■配列機能(マーシャリング) 多重伝送ユニットDLA、22LAでは、入力出力間の組合せを、入力ユニットと出力ユニット単位で行っています。したがって、各ユニットの入力点が余れば、出力点も余ることになります。通常、現場に分散設置された各ユニットの入出力点数は、ユニット固有の最大点数まで使用されることは滅多にありません。 たとえば、複数の現場パネルに多重伝送ユニットを設置し、中央計器室にあるDCS(分散形制御システム)との間で信号を入出力する場合を考えます。 今までの多重伝送システムであれば、DCSの入出力カードと多重伝送ユニット間は、配線で1本ずつ接続しています。
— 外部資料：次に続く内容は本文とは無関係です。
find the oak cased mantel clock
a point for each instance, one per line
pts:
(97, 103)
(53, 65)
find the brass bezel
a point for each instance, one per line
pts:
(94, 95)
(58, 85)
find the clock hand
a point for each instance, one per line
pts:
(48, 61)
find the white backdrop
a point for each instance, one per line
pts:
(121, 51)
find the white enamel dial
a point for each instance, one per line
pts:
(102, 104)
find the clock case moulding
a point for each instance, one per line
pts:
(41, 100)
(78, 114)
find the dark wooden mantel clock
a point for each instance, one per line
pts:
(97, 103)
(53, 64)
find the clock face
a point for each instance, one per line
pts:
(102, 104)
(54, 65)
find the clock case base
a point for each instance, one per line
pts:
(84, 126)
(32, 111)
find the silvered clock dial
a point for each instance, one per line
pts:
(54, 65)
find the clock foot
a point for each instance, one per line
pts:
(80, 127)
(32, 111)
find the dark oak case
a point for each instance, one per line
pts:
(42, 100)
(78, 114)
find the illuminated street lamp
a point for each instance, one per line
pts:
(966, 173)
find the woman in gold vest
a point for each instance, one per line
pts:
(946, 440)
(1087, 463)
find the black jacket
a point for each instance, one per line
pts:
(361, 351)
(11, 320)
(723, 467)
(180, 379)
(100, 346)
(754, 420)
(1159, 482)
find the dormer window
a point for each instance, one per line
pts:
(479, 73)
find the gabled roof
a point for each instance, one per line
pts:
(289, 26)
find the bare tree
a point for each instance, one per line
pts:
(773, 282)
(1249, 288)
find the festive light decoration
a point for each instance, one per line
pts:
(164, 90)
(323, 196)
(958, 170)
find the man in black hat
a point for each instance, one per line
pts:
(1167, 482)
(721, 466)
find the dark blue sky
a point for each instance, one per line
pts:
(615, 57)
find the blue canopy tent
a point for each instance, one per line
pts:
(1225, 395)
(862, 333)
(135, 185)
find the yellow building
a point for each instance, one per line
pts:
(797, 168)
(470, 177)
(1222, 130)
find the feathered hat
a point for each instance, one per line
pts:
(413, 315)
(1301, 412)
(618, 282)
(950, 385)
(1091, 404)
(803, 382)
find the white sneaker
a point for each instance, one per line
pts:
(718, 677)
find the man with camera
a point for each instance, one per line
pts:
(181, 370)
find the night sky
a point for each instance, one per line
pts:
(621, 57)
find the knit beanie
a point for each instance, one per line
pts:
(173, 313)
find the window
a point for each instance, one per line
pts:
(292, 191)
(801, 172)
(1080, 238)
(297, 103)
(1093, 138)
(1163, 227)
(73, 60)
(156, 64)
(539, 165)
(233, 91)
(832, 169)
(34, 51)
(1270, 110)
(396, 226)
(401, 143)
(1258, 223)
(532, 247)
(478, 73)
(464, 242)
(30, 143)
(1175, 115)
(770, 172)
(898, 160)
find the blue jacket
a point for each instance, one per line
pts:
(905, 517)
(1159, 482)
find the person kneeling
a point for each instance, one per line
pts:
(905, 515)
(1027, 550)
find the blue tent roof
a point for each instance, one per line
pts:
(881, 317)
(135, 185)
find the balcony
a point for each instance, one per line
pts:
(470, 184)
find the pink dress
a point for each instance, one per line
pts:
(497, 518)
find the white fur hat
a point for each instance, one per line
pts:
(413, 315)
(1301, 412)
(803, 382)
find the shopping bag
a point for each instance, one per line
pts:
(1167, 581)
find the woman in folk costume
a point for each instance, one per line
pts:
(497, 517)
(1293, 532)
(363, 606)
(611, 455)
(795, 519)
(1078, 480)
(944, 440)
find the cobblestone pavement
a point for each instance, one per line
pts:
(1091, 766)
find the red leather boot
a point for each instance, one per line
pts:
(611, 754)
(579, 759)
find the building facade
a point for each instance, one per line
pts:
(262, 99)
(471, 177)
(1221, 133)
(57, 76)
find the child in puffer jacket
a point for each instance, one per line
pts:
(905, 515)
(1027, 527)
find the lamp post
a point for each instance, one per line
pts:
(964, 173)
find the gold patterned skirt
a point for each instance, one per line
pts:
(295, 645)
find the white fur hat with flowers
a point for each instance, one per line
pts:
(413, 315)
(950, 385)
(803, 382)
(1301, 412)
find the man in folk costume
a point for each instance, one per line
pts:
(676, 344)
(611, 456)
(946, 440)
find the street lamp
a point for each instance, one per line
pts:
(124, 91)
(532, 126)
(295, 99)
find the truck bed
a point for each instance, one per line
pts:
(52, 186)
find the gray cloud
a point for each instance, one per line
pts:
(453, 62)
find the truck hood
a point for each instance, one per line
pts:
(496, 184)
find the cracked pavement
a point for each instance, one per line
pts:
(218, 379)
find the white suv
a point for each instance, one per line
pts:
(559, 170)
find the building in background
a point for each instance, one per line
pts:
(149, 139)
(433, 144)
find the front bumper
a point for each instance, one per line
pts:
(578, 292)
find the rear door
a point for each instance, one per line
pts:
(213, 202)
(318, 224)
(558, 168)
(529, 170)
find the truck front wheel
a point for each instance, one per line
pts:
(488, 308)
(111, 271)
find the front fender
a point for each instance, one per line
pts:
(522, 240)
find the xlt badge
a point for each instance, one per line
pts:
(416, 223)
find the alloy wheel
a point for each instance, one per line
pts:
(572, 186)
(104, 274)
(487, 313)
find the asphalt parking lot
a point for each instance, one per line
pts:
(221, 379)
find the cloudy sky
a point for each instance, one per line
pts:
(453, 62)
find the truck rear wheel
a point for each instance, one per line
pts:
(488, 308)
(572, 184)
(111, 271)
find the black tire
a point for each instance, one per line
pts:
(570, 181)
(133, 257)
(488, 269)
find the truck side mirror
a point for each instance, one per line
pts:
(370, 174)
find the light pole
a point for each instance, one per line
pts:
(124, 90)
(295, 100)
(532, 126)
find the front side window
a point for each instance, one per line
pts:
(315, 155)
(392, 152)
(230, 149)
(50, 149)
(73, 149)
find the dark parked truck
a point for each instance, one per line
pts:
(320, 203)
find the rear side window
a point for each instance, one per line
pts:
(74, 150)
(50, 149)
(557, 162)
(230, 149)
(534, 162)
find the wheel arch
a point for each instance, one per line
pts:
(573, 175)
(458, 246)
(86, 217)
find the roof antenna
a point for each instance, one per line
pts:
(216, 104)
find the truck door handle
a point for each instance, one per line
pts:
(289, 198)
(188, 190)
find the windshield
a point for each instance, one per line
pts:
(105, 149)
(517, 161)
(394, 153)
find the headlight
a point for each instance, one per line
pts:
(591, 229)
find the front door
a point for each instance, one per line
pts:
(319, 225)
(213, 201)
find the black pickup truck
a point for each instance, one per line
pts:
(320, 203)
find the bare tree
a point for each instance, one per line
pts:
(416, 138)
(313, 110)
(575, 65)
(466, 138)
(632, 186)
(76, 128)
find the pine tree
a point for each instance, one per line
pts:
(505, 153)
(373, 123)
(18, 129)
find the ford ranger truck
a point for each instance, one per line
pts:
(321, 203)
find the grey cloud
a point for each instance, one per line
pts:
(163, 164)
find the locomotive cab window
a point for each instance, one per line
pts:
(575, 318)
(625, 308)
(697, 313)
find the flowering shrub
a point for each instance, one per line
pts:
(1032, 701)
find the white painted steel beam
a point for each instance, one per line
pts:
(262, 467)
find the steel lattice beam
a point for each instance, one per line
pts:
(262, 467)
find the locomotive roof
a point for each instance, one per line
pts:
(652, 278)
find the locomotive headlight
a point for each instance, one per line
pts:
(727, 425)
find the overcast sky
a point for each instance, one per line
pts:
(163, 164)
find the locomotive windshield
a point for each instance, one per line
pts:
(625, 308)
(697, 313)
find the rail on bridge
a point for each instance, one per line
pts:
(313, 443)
このために、設計作業と配線作業が必要です。 これに対し、トラヒック コントローラ(形式:DLC-05)を使えば、DCS本体部分と同様に、コネクタで直結できるようになります。 まず、多重伝送システムの出力ユニットとDCSの入力カードの組合せを決めます。出力ユニットに、コネクタ アダプタ(形式:CND)を取り付けると、DCSの入力カードには、コネクタで直結できます。次に、プログラミングユニット(形式:PU-2)を使用して、ソフト的に入力点単位で出力ユニットの行く先指定を行います。この結果をICカードに記憶、保存することもできます。トラヒック コントローラを予備品と交換するときには、このカードからデータを再ロードできます。 このようにすると、DCS側に設置する多重伝送ユニットには、入出力点の無駄が少なくなり、入出力ユニットのトータル台数が節約できます。この節約額とDLC-05を追加する費用を比較すると、ほとんどのケースでコストダウンが実現できるはずです。 ■警報機能 最近は、多重伝送システムをI/Oとするパソコン「ロギング/スキャニング システム」が使われるようになってきました。 このとき、最も問題になるのは、入力データの監視方法です。パソコン用高級言語で書いたプログラムによって入力監視を行うと、そのパソコンではほかのJOBがほとんどできなくなります。 トラヒック コントローラの警報機能を利用すると、この問題を容易に解決できます。トラヒック コントローラは、接点入力およびアナログ入力に対する警報機能をもっています。 トラヒック コントローラが多重伝送用ネットワーク(MsysNet)上のデータをスキャニングする周期は200msで、接点1点またはアナログ1点当たりの監視時間は、1.5msです。 例えば、アナログ入力を100点監視するのに必要な時間は、150msになります。 監視点数が多くなって、200msでは間に合わなくなると、スキャニング周期は、必要な時間だけ延長されます。 トラヒック コントローラで警報状態を検出したとき、それを外部に知らせる方法は二通りあります。 まず、各点個別に警報状態を接点出力ユニットに出力できます。さらに、必要ならば各点個別に上位パソコンに割り込み要求をかけることもできます。もちろん、警報状態を上位パソコンだけに知らせることも可能です。割り込み要求を受けたパソコンは、実行中のJOBを中断してトラヒック コントローラと通信を行い、警報点の状態を確認したうえで必要な処理を行います。 スキャニングシステムの場合は、パソコン側から定周期でポーリングを行い、各入力点の警報状態を一括して読み込みます。 |
設計者からのコメント (株)エム・システム技研 開発部 主席技師 トラヒック コントローラを実現するハードウェアは、すでに発売中の製品であるFFIシステム用インタフェースと同一のものです。これのソフトウェアを変えることにより、まったく別の目的の製品を作ることができました。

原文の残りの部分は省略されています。